GPU-enhanced DEM analysis of flow behaviour of irregularly shaped particles in a full-scale twin screw granulator

During twin screw granulation (TSG), small particles, which generally have irregular shapes, agglomerate together to form larger granules with improved properties. However, how particle shape impacts the conveying characteristics during TSG is not explored nor well understood. In this study, a graphic processor units (GPUs) enhanced discrete element method (DEM) is adopted to examine the effect of particle shape on the conveying characteristics in a full scale twin screw granulator for the first time. It is found that, TSG with spherical particles has the smallest particle retention number, mean residence time, and power consumption; while for Hexp shaped particles the largest particle retention number is obtained, and TSG with cubic particles requires the maximum power consumption. Furthermore, spherical particles exhibit a flow pattern closer to an ideal plug flow, while cubic particles present a flow pattern approaching a perfect mixing. It is demonstrated that the GPU-enhanced DEM is capable of simulating the complex TSG process in a full-scale twin screw granulator with non-spherical particles.

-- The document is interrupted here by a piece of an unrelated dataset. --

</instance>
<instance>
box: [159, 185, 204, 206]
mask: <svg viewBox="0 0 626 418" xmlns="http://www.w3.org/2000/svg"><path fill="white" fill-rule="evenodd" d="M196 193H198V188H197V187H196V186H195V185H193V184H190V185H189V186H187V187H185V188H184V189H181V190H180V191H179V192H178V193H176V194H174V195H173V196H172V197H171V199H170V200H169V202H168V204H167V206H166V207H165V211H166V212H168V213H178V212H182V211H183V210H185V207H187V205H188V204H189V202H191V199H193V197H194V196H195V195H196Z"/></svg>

在双螺杆造粒（Twin Screw Granulation, TSG）过程中，通常呈不规则形状的细小颗粒会相互团聚，形成性能更优异的较大颗粒。然而，颗粒形状对双螺杆造粒过程中输送特性的影响尚未得到研究，也未被充分理解。本研究首次采用基于图形处理器（Graphics Processing Units, GPUs）加速的离散元法（Discrete Element Method, DEM），针对全尺寸双螺杆造粒机探究颗粒形状对输送特性的影响。研究发现，采用球形颗粒的双螺杆造粒体系拥有最小的颗粒留存数、平均停留时间与能耗；而采用六角形颗粒的体系颗粒留存数最高，采用立方体颗粒的体系则需要最大的能耗。此外，球形颗粒的流动模式更接近理想活塞流，而立方体颗粒的流动模式则趋近于完全混合。研究证实，基于GPU加速的离散元法能够有效模拟全尺寸双螺杆造粒机内非球形颗粒参与的复杂双螺杆造粒过程。